A new month means turning a fresh page in the calendar for most people.
However, for a growing number of bullet journaling enthusiasts, the start of the month is an opportunity to start new creations for the few weeks ahead.
Useful for organisation, but also relaxing and enjoyable to create, the journals often boast elaborate and impressive designs.
Many have taken to Twitter using the hashtags #bulletjournal and #bujo to display the patterns, themes and often vibrant colours of their personal journals.
The concept of bullet journaling was invented by digital product designer Ryder Carroll in 2013. Since then, the bullet journal community has expanded, and it is now an international trend.
Essentially, the method sees bullet journal writers, or BuJo enthusiasts, using a notebook to record all the significant aspects of their life in the coming months. However, unlike a calendar, the method used to create a bullet journal is flexible. This means it can be tailored to each user very easily – resulting in some very aesthetically pleasing BuJo designs.

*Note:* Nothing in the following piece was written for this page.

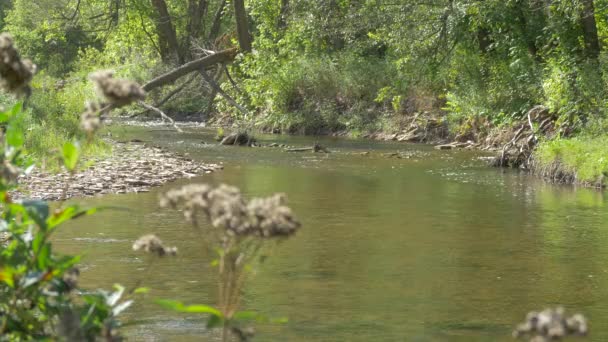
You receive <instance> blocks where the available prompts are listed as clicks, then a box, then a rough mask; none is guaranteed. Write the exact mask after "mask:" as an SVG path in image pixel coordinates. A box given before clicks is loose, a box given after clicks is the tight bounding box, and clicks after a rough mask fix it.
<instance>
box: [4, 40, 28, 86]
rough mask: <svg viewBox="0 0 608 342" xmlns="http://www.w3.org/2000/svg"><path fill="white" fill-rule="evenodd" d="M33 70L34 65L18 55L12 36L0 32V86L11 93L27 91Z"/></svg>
mask: <svg viewBox="0 0 608 342" xmlns="http://www.w3.org/2000/svg"><path fill="white" fill-rule="evenodd" d="M35 72H36V66H35V65H34V64H33V63H32V62H31V61H30V60H28V59H23V60H22V59H21V57H20V56H19V52H17V50H16V49H15V46H14V42H13V37H11V35H10V34H8V33H2V34H0V88H2V89H4V90H5V91H8V92H11V93H20V92H24V91H27V88H28V84H29V83H30V81H31V80H32V77H34V73H35Z"/></svg>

This trending method of organisation is described on the website BulletJournal.com as “the analog system for the digital age”. More personal than a traditional calendar, it is an evolving, adaptable practice that can be “self-curated”.
Using only a pen and paper, creators of a bullet journal make an index, listing dates and collections. This index is tailored to specific needs - they can include anything they want to prioritise, or consider important. They then use a system of ‘signifiers’ to structure monthly and daily activity logs, whereby tasks can be represented by bullet points, events are represented using small circles, and notes are dashes.
Bullet journal users can combine creativity with organisation, by mixing and matching elements of the method to best suit their individual needs.
Some examples of the most popular journal collections (projects or lists) include: recipes, goals, morning routine, mood trackers, and “this month I’m thankful for” pages.
As well as the journal’s ability to organise and prioritise task, the popularity of pages dedicated to tracking aspects such as mood and gratitude has led experts to believe that bullet journals could be effective in combatting anxiety - as they make tasks easier to approach and deal with.